# Text-To-Speech (TTS)

In [1]:
# !huggingface-cli download fishaudio/fish-speech-1.5 --local-dir checkpoints/fish-speech-1.5/

In [22]:
import os
import pandas as pd
from IPython.display import Audio, display
from audioseal import AudioSeal
import librosa
import torch
from tqdm import tqdm

In [2]:
# Load transcriptions
transcriptions = pd.read_csv("../Dataset/Transcriptions/transcriptions_complete.csv")
transcriptions = transcriptions.sort_values("confidence", ascending=False).reset_index(drop = True)

In [None]:
# Import the detector
detector = AudioSeal.load_detector("audioseal_detector_16bits")

In [None]:
# Parameters
watermark_path = "../Dataset/Watermarked Audio"
target_sr = 16000
device = "cpu"

# Save results
results_unwater_audioseal = []


for i in tqdm(len(transcriptions)):
    # Find the name of the clip
    clip_path = transcriptions.loc[i, "clip"]
    # Retrieve the transcription of the clip
    transcript_i = transcriptions.loc[i, "transcription"]
    # Find the watermarked clip associated with the original clip
    clip_water_path = [i for i in os.listdir(watermark_path) if clip_path[:-4] in i][0]

    # Import the watermarked audio
    # audio_water = Audio(filename= os.path.join(watermark_path, clip_water_path))

    # Detect the probability of watermark
    # Load the watermarked audio file
    wav_watermarked, sr = librosa.load(os.path.join(watermark_path, clip_water_path), sr = target_sr)
    # Convert to a PyTorch tensor
    wav_watermarked_tensor = torch.tensor(wav_watermarked).unsqueeze(0).unsqueeze(0)  # Shape: (1, 1, samples)
    # Detect the watermark
    result_water, _ = detector.detect_watermark(wav_watermarked_tensor, sr)

    # Clone the audio
    # Enter the path to the audio file here
    src_audio = os.path.join(watermark_path, clip_water_path)
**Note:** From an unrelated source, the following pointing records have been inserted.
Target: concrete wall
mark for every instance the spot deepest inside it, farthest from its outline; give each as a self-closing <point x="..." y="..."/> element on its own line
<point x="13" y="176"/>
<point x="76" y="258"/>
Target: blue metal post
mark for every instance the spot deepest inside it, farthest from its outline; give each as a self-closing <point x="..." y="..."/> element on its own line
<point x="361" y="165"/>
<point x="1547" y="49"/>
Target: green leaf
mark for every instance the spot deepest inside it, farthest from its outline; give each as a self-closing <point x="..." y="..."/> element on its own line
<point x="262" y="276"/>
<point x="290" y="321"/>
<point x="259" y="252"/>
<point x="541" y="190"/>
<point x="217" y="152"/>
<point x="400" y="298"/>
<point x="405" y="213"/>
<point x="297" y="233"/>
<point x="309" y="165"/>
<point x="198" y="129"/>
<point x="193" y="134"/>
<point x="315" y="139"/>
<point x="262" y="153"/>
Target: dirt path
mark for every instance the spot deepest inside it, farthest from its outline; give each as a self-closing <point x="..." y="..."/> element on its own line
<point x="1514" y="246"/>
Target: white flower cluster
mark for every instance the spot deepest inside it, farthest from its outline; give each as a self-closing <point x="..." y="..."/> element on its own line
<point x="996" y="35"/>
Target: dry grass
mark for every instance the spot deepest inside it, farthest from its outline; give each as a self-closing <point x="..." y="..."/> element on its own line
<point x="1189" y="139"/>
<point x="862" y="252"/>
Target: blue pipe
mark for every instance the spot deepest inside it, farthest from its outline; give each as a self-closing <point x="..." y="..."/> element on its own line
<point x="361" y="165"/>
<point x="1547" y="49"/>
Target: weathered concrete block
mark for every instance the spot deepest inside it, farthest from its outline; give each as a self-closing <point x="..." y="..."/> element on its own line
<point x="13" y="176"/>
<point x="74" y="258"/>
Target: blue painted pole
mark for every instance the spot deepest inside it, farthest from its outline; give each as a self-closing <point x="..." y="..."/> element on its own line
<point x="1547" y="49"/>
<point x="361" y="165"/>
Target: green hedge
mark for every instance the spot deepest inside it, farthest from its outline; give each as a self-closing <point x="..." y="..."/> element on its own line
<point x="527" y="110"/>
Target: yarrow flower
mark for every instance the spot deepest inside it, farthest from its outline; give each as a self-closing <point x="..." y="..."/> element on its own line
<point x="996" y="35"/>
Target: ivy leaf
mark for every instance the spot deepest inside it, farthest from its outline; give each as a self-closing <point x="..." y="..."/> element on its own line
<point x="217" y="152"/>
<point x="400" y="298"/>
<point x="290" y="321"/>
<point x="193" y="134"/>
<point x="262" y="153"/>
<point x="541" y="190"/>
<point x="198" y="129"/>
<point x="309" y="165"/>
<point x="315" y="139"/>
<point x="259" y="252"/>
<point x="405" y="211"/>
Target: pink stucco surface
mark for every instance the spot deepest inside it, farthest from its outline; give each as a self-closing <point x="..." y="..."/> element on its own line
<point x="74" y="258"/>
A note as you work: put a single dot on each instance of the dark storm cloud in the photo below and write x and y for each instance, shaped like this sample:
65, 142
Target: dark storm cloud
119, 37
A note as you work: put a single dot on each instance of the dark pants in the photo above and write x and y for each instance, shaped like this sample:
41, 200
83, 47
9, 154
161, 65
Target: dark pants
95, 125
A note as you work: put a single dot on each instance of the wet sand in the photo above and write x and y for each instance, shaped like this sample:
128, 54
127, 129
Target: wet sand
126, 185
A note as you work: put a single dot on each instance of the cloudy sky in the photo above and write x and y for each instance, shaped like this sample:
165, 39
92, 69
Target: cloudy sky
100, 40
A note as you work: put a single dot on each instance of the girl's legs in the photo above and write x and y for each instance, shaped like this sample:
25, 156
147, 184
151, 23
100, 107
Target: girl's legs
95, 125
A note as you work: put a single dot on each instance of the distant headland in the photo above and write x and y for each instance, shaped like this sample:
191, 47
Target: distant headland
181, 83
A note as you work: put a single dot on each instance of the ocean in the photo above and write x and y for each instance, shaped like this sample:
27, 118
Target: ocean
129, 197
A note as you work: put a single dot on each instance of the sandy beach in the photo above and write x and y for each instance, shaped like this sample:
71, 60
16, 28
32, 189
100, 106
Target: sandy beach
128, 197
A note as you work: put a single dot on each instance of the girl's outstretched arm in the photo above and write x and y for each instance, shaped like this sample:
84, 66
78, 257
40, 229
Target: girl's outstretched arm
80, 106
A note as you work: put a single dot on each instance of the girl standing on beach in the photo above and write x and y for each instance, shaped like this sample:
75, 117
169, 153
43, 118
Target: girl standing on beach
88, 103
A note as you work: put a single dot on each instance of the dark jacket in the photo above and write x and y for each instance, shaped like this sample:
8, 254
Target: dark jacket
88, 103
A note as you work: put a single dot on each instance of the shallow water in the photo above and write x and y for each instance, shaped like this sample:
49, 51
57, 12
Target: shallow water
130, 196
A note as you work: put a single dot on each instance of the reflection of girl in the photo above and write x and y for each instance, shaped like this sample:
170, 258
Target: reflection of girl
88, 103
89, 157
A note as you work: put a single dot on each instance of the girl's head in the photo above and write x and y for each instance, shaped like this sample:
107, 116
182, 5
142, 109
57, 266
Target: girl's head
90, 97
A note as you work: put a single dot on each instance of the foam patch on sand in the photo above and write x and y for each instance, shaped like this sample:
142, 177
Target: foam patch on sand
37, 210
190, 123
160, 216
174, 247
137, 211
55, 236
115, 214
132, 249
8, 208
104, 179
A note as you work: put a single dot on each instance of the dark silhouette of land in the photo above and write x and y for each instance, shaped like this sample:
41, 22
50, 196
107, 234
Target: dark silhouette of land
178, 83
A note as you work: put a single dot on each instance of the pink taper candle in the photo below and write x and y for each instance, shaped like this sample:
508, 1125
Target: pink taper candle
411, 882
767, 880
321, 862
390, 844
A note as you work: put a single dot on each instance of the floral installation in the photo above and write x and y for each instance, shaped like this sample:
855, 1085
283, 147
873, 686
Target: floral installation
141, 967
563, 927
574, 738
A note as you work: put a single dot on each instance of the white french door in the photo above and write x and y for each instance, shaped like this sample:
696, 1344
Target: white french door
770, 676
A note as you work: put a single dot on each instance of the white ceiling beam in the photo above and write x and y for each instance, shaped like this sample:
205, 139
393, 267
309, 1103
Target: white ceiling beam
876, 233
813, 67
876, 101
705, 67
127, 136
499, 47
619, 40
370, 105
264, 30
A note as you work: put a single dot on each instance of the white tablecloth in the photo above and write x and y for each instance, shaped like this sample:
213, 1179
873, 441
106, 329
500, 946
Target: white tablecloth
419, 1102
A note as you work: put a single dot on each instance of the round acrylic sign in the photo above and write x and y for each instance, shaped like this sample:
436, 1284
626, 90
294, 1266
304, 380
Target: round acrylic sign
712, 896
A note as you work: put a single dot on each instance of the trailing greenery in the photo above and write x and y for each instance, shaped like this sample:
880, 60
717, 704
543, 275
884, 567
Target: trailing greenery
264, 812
    !python fish-speech-main/fish_speech/models/vqgan/inference.py \
        -i "{src_audio}" \
        --checkpoint-path "checkpoints/fish-speech-1.5/firefly-gan-vq-fsq-8x1024-21hz-generator.pth" \
        --device "{device}"

    # Change the name of the file
    clip_unwater_path = clip_water_path.replace("watermarked", "unwatermarked")
    os.rename("fake.wav", clip_unwater_path)

    # Find the watermark
    wav_unwater, sr = librosa.load(clip_unwater_path, sr = target_sr)
    # Convert to a PyTorch tensor
    wav_unwater_tensor = torch.tensor(wav_unwater).unsqueeze(0).unsqueeze(0)  # Shape: (1, 1, samples)
    # Detect the watermark
    result_unwater, _ = detector.detect_watermark(wav_unwater_tensor, sr)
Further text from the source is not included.